I had everything I could have ever wanted; a new house, a reliable car, a healthy family...money in the bank, clothes on my back, food on the table.
But there I was, a crying mess pretty much every day.
I blamed it on my birth control.
I blamed it on my husband.
I blamed it on my lack of 'me' time.
I blamed it on my lack of sleep.
Sometimes I blamed it on my friends.
Of course I blamed it on the heat, and even the fact that I was 1000 miles away from my family.

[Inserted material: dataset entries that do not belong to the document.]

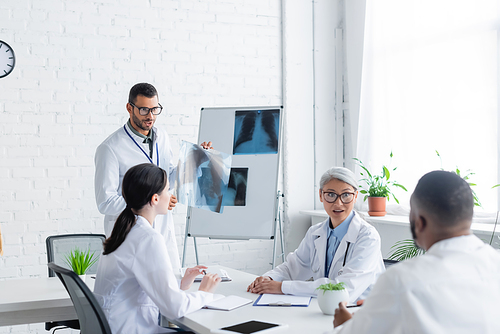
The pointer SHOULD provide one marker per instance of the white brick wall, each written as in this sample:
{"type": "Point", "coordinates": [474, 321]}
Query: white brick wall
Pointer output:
{"type": "Point", "coordinates": [76, 61]}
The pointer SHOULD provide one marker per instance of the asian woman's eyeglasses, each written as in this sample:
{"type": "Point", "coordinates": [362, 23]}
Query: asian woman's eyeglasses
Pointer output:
{"type": "Point", "coordinates": [331, 197]}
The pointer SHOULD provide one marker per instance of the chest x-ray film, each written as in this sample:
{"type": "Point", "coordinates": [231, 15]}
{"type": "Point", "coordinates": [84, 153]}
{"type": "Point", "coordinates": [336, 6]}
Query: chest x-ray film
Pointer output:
{"type": "Point", "coordinates": [236, 192]}
{"type": "Point", "coordinates": [256, 132]}
{"type": "Point", "coordinates": [202, 177]}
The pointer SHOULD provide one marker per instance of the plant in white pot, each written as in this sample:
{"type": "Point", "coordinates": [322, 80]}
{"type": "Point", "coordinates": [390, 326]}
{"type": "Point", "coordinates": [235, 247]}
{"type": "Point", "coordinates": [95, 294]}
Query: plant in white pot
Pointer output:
{"type": "Point", "coordinates": [80, 261]}
{"type": "Point", "coordinates": [379, 188]}
{"type": "Point", "coordinates": [330, 295]}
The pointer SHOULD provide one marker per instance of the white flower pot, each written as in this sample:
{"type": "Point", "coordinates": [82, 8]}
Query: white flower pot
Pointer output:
{"type": "Point", "coordinates": [328, 301]}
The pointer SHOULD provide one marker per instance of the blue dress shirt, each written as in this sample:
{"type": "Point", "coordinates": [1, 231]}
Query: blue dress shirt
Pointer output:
{"type": "Point", "coordinates": [334, 237]}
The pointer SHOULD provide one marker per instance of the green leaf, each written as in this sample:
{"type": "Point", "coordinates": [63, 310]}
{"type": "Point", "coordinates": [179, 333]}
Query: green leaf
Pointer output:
{"type": "Point", "coordinates": [80, 261]}
{"type": "Point", "coordinates": [404, 250]}
{"type": "Point", "coordinates": [331, 287]}
{"type": "Point", "coordinates": [386, 172]}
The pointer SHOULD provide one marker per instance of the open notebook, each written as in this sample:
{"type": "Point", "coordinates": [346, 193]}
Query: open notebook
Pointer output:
{"type": "Point", "coordinates": [221, 272]}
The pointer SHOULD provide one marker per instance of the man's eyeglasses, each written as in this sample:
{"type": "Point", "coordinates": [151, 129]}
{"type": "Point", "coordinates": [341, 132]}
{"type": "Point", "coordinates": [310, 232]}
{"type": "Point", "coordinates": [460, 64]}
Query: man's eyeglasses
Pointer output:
{"type": "Point", "coordinates": [331, 197]}
{"type": "Point", "coordinates": [143, 111]}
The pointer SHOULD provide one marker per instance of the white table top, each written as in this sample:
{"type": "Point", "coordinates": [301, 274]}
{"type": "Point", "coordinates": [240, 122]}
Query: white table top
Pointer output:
{"type": "Point", "coordinates": [34, 300]}
{"type": "Point", "coordinates": [299, 319]}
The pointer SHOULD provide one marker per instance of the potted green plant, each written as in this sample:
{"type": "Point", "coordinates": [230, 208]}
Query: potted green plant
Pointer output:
{"type": "Point", "coordinates": [466, 177]}
{"type": "Point", "coordinates": [404, 250]}
{"type": "Point", "coordinates": [378, 188]}
{"type": "Point", "coordinates": [80, 261]}
{"type": "Point", "coordinates": [332, 295]}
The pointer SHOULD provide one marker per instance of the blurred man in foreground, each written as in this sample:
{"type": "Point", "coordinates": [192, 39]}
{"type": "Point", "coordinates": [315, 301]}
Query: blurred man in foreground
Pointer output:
{"type": "Point", "coordinates": [453, 288]}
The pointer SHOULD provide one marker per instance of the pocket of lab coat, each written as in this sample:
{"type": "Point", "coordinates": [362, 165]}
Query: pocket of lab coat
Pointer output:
{"type": "Point", "coordinates": [315, 265]}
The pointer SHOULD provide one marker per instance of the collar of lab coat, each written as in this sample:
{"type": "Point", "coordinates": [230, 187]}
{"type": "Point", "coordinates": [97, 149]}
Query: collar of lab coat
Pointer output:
{"type": "Point", "coordinates": [463, 244]}
{"type": "Point", "coordinates": [141, 221]}
{"type": "Point", "coordinates": [321, 238]}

Luckily, when I was at my absolute lowest point, I was in Alabama at my Nanny's house. I was going on and on about everything and nothing. How nothing was making me happy. What was wrong with me? I'm only 25, why do I feel like I'm going through a mid life crisis. And then she said something that made me stop in my tracks. 'How can you be happy with anything when you're not happy with yourself?'
That's pretty much all it took. She's 100% supportive of everything I do, but sometimes all it takes is a little tough love to steer me in the right direction. She's not afraid to say something that needs to be said, and I'm glad she did. Over the next couple of weeks, I did a lot of thinking. I did a lot of praying and soul searching.

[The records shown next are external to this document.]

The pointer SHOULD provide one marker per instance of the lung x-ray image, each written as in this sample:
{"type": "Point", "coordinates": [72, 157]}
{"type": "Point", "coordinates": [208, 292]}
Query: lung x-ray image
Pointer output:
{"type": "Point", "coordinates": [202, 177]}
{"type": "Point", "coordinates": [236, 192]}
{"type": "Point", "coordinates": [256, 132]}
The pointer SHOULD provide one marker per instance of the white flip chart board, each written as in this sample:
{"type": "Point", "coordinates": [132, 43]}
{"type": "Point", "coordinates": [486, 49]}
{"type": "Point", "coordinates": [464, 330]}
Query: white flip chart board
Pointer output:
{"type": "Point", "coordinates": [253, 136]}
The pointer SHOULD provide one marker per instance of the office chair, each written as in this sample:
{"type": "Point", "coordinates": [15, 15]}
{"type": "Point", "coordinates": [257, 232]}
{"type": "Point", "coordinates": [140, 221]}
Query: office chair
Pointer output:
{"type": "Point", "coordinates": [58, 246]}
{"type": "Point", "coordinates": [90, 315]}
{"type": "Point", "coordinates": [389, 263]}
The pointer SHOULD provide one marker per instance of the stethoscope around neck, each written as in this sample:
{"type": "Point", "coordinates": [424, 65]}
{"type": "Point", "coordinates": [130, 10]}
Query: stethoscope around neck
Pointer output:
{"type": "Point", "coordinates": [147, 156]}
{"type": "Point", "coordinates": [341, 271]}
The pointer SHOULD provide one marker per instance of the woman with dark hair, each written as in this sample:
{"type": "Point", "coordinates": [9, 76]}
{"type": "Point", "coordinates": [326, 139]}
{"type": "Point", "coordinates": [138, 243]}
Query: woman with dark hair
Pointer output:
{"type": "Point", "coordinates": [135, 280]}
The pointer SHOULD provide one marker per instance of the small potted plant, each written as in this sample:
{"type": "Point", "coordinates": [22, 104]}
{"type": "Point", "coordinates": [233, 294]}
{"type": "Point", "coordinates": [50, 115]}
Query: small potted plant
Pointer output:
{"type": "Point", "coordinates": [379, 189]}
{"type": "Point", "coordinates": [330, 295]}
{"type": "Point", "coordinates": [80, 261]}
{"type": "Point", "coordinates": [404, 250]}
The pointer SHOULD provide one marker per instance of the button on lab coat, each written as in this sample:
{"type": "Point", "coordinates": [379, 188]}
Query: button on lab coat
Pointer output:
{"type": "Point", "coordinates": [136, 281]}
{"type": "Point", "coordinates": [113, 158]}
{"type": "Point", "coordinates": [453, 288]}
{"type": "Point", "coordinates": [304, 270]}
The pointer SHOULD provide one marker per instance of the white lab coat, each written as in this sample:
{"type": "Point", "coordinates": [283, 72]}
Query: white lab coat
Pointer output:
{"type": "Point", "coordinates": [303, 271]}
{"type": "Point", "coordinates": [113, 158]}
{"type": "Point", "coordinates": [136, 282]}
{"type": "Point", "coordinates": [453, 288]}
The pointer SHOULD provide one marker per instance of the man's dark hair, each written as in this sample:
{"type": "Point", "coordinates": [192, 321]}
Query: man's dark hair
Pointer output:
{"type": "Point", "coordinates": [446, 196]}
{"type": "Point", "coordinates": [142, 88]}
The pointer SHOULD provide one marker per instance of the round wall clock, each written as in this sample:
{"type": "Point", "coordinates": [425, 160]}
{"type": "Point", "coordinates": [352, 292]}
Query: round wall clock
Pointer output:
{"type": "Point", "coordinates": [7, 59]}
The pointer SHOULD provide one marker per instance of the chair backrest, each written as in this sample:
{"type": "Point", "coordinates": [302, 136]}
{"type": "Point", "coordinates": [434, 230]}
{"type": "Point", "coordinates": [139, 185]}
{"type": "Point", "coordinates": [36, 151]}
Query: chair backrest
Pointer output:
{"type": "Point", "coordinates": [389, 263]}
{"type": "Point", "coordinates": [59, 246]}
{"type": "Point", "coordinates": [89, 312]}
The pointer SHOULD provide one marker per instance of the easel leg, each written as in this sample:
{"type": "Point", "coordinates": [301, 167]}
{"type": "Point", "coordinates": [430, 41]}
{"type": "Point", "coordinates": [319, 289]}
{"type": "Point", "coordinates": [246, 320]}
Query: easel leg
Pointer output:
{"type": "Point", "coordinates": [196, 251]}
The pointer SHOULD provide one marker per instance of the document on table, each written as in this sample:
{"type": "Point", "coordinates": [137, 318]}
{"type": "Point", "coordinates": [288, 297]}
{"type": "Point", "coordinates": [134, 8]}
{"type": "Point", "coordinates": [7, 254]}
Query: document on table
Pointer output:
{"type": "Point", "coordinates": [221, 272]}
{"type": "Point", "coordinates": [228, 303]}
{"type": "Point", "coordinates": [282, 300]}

Nanny came back with me to Oklahoma, so I had plenty of 'me' time to figure out why I wasn't happy, what makes me happy, and how to feel like myself again.
Is life perfect right now? No, but it's pretty darn close.
I'm learning every day that it's not up to anyone else to make me happy, it's up to me to find happiness. So I drink coffee every morning and sometimes at night. I 'play pretend' with my daughter and color outside of the lines. I sing loud and out of key.
But now, for at least today, I'm happy.